Saint Louis, Isle de la Réunion, le 18 juin ? 1794 ?

L’An ? De la République française, une et indivisible

 

Lafosse

aux représentants de la Colonie

Salut et respect

 

12 vendémiaire

J’ai l’honneur de vous exposer que Pierrot, mon esclave de caste malabar, âgé de 88 ans, désirerait, avant de mourir, voir  l’effet de la promesse que je lui ai faite de reconnaître dans ses enfants, ses services et son attachement.

De mon côté, je voudrais m’acquitter  et satisfaire à la fois la Justice et l’Humanité.

La prudence cependant exige que je ne me dépouille pas tout à fait et que je ménage mes dépenses, pour le moment où les ? Au repos et à quitter le ministère. Et ces moments, ma ?? pour nous n’est pas éloignés. En ? Je suis nécessité à donner des bornes à ma bienfaisance.

 

Ainsi, je me suis restreint à donner la liberté à Agathe, créole âgée de 50 ans, fille de Pierrot, à Cécile créole âgée de 18 ans et à Antoinette, créole âgée de 10 mois, ses petit-enfants.
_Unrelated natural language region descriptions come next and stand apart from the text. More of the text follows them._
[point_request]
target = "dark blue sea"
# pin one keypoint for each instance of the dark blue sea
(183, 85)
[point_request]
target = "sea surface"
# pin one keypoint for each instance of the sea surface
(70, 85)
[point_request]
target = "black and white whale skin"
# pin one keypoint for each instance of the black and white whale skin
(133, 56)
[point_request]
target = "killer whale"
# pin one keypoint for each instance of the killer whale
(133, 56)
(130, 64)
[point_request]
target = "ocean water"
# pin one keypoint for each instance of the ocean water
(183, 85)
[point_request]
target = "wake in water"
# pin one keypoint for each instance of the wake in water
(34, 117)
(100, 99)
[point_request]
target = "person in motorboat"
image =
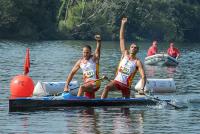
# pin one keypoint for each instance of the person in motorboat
(153, 49)
(172, 51)
(127, 68)
(89, 63)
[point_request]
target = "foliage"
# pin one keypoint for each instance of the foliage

Le bon vieillard a jeté ses yeux sur elles et a fixé son choix, c’est de ces enfants qu’il attend les secours que son grand âge exige.

 

Les moyens de subsistance que j’offre, c’est d’abord de les garder avec moi, de les nourrir, entretenir et soigner en maladie et de leur accorder six vaches dans mes troupeaux et ? Six cent francs par an. En outre je leur donne en toute propriété un emplacement de 40 gaulettes sur 20 , situé ? La Chapelle du Rosaire, bornée d’un côté des acq ? De Gabriel Mollet et de l’autre de la part d’emplacement ? Au partage de la vve Pierre Mollet aux citoyens Henry et Hippolyte Payet.

 

S’ils ne prennent pas le parti de rester avec moi, je leur donne toujours l’emplacement ci-dessus mentionné et une somme de dix mille livres, une fois payée, ou l’équivalent en terres, ou en noirs.

 

Le moyen ? Suppléant pour la municipalité

Gabriel Rivière,

faisant fonction de Maire

 

Certifié véritable, signé et paraphé au ? L’acte d’affranchissement au jour 14 nivôse an 3 ? cette requête est demeurée annexée

Signé Lafosse, Thébault, Adeline

Lafosse ne fait que se conformer à la loi en leur assurant des moyens de subsistance, que l'on peut juger relativement modestes. La liberté qu'il accorde à ses affranchies reste très paternaliste, conditionnée au fait qu'elles restent à son service. Il s'arrange de plus pour reporter la plus grosse partie des frais d'affranchissement après son décès, en leur réservant une partie de sa succession.

​

Les trois affranchissements seront finalement accordés par arrêté de l'assemblée coloniale le 24 septembre 1794, alors que Pierrot est déjà décédé. Lafosse reporte les affranchissements sur le registre des naissances de Saint Louis la veille de Noël, le 24 décembre 1794...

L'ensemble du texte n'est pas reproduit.